Tag: PySpark

  • Hive array operations

    In this article we describe how to add and remove items from array in Hive using PySpark. We are going to use two array functions to accomplish the given task:

    • array_union
    • array_except

    UPDATE – output might contains duplicate rows. Use groupBy with agg to deals with multiple columns. You may need to use the following function:

    • array_distinct
    • flatten
    • collect_set

    Ref: you may find this article useful Generating Synthetic Data Using HIVE SQL

    Problem description

    We have a table which contains a list of business units which are link by a common entity – say company number. For example a business listed in PAYE table is also link with company number. Similarly a business unit might be linked with VAT reference and which is also may be linked by the same company number.
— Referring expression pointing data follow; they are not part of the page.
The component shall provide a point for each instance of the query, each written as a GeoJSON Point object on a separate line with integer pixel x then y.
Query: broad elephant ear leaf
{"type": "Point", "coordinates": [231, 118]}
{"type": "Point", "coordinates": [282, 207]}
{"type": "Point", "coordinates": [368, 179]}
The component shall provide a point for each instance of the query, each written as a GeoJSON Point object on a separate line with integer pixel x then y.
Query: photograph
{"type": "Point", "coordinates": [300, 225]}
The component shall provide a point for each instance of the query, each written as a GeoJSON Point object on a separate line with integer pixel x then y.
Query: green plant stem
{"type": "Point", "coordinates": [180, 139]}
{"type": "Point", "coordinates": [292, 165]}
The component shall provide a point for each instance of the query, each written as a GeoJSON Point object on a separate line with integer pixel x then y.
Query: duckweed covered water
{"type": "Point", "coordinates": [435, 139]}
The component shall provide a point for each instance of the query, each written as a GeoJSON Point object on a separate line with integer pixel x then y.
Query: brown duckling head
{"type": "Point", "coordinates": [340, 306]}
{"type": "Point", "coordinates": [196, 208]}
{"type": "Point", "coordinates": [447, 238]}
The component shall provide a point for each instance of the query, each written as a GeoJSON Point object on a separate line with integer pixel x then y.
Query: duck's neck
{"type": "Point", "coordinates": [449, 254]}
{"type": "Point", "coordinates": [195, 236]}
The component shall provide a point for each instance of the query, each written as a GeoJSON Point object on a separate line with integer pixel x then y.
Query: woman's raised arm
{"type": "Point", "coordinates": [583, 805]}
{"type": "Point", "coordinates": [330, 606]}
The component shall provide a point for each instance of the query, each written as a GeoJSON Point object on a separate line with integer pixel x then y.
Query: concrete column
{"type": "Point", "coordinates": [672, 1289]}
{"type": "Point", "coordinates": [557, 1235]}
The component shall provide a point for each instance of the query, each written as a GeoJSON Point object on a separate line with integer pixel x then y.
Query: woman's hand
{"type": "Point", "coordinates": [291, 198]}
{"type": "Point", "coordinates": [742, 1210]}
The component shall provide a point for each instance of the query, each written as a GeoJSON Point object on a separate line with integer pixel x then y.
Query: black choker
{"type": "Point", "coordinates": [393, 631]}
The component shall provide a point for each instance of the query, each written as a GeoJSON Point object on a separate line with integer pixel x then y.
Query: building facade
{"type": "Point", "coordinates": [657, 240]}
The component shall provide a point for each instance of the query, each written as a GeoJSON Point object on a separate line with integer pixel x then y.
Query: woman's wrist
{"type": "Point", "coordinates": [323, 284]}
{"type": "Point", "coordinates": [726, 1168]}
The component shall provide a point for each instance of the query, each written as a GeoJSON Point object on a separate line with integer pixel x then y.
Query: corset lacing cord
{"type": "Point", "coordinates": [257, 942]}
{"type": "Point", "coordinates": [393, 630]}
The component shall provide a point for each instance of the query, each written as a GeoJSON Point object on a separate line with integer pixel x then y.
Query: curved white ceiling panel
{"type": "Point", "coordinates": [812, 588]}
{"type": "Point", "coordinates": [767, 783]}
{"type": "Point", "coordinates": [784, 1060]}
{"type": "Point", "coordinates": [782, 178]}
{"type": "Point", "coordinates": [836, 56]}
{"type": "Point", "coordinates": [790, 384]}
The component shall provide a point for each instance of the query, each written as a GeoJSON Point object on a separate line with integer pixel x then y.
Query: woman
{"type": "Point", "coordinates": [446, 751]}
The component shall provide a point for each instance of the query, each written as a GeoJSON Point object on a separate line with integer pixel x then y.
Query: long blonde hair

    Example of business link table given below:

    +----+-----+----------+--------------+
    |luid| crns|   vatrefs|      payerefs|
    +----+-----+----------+--------------+
    |   1| [c1]|[v67, v66]|    [p71, p61]|
    |   2| [c7]|      null|          null|
    |   3| null|      [v2]|          [p1]|
    |   4| null|     [v24]|         [p10]|
    |   5| null|      null|[p2, p23, p93]|
    |   6| null|[v46, v51]|    [p12, p53]|
    |   7| null|     [v89]|         [p23]|
    |   9| [c2]|      null|          null|
    |  10| [c4]|      null|          null|
    |  11|[c14]|      null|          null|
    |  12| null|     [v34]|    [p46, p57]|
    |  19| null|     [v78]|          null|
    |  22| null|      [v4]|         [p11]|
    +----+-----+----------+--------------+
    

    Link and unlink business unit

    We have business units sitting on its own which are needed to be linked with given company number. After linking we need to remove a business unit from its original unit.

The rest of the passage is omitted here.